Cada vez mais, a seara documental vem invadindo narrativas de outras texturas, e a animação têm sido um refúgio de renovação para que o gênero se amplifique ainda mais, com abordagens multifacetadas para assuntos muitas vezes espinhosos. Nesta edição do É Tudo Verdade, o impactante vencedor de Sundance Fuga já abrilhantou o subgênero, e agora esse Vicenta, de Darío Doria que estreou no último Festival de Mar Del Plata, reverbera outras questões que se potencializam com os bonecos moldados para contar essa história desumana e real acontecida há 15 anos, que acaba por lançar luz sobre questões do universo feminino prementes hoje.

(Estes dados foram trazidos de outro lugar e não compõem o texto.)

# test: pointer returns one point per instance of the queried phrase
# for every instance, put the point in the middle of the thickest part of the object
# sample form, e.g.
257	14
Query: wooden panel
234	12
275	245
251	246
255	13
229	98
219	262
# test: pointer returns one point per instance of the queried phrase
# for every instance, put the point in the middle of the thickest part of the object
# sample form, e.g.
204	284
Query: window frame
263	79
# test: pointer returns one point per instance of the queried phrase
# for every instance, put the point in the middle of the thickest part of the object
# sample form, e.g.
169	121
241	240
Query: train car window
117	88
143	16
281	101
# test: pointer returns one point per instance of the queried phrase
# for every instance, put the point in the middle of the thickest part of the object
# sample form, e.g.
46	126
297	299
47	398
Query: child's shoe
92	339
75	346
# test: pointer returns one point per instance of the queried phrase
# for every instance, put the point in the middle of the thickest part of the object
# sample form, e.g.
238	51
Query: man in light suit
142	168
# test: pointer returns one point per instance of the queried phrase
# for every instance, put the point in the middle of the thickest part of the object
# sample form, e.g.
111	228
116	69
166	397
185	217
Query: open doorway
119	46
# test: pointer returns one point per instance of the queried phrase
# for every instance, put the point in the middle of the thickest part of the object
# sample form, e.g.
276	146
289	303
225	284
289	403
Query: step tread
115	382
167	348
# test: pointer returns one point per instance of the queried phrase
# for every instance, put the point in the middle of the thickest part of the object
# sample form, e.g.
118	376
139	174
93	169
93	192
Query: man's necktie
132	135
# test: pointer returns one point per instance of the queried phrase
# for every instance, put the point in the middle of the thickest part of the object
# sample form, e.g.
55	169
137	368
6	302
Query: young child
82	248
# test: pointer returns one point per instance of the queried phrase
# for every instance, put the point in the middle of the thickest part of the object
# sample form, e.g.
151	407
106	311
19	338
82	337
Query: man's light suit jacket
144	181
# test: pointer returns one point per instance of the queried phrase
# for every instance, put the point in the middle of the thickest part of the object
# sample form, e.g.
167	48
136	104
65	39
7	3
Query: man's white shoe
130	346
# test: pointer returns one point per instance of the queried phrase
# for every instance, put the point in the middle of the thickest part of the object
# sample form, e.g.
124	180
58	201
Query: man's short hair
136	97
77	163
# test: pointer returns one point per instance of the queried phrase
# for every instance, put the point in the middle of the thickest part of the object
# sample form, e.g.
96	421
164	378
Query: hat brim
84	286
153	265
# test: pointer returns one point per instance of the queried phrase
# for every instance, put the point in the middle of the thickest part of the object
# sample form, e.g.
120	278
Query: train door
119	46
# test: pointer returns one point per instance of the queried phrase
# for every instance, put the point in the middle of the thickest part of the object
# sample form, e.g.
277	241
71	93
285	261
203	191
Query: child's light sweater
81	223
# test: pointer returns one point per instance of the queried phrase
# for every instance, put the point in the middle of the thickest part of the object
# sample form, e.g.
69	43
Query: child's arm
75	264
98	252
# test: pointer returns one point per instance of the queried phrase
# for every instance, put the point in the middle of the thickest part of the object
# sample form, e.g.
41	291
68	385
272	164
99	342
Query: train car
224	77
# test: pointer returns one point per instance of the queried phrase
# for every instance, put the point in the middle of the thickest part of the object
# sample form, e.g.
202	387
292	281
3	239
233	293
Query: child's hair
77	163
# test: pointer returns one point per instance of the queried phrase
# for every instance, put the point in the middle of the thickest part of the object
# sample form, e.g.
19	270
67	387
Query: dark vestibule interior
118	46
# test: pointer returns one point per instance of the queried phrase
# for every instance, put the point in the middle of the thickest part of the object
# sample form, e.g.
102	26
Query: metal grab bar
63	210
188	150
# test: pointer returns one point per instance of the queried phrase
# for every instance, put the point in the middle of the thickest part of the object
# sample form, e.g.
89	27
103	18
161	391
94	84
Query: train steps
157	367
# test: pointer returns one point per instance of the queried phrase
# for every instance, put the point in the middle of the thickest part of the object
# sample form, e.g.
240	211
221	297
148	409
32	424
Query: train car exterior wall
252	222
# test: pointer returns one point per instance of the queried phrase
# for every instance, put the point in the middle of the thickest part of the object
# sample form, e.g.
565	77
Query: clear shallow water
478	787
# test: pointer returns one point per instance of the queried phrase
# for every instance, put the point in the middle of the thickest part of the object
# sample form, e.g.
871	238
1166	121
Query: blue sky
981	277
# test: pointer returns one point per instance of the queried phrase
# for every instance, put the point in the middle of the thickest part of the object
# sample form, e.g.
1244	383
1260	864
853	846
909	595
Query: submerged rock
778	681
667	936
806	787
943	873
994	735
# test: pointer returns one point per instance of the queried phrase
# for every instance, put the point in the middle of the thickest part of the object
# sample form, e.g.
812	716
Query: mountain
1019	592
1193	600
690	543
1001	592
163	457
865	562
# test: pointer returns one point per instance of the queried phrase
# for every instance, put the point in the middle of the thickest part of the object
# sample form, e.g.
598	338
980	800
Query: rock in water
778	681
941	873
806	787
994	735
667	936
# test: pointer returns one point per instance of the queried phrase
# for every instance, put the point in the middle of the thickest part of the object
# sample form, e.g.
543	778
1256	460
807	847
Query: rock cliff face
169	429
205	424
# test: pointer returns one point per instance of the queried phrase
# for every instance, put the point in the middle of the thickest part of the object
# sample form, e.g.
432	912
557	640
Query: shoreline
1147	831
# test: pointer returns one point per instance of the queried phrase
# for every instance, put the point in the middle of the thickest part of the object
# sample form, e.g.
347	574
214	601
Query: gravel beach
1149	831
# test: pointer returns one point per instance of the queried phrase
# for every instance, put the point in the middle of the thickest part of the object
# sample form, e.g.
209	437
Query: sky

Tecnicamente falando, o filme não pode ser exatamente chamado de animação, tendo em vista que suas imagens foram captadas com movimentações de câmera mas que os bonecos produzidos para a produção nunca se movem. Eles são filmados estaticamente, e isso não só agrega beleza ao projeto como camada de discussão e de observação àquelas imagens que são, a um só tempo, singelas e perturbadoras, pelo tanto de mágoa, desespero e desamparo que Doria consegue impingir aos seus planos. Sua compreensão espacial e seu zelo com sua protagonista são exemplares de suas intenções humanistas.

Vicenta

Há uma disposição em Vicenta à postura de seus personagens como um todo, e a sua protagonista em particular, cuja imobilidade indica acima de tudo prostração e conformação em relação ao sistema que a governa, a rodeia, a oprime e controla, as ações e desejos não somente suas, como também de toda uma fatia da sociedade. Vicente é pobre, empregada doméstica, analfabeta, está na parte mais inferior da pirâmide social e deve ter seus direitos constantemente negados no dia a dia, sem precisar de auxílio do Estado; quando enfim precisa, fica claro como sua situação será decidida à sua revelia, transformando-a num joguete indesejado.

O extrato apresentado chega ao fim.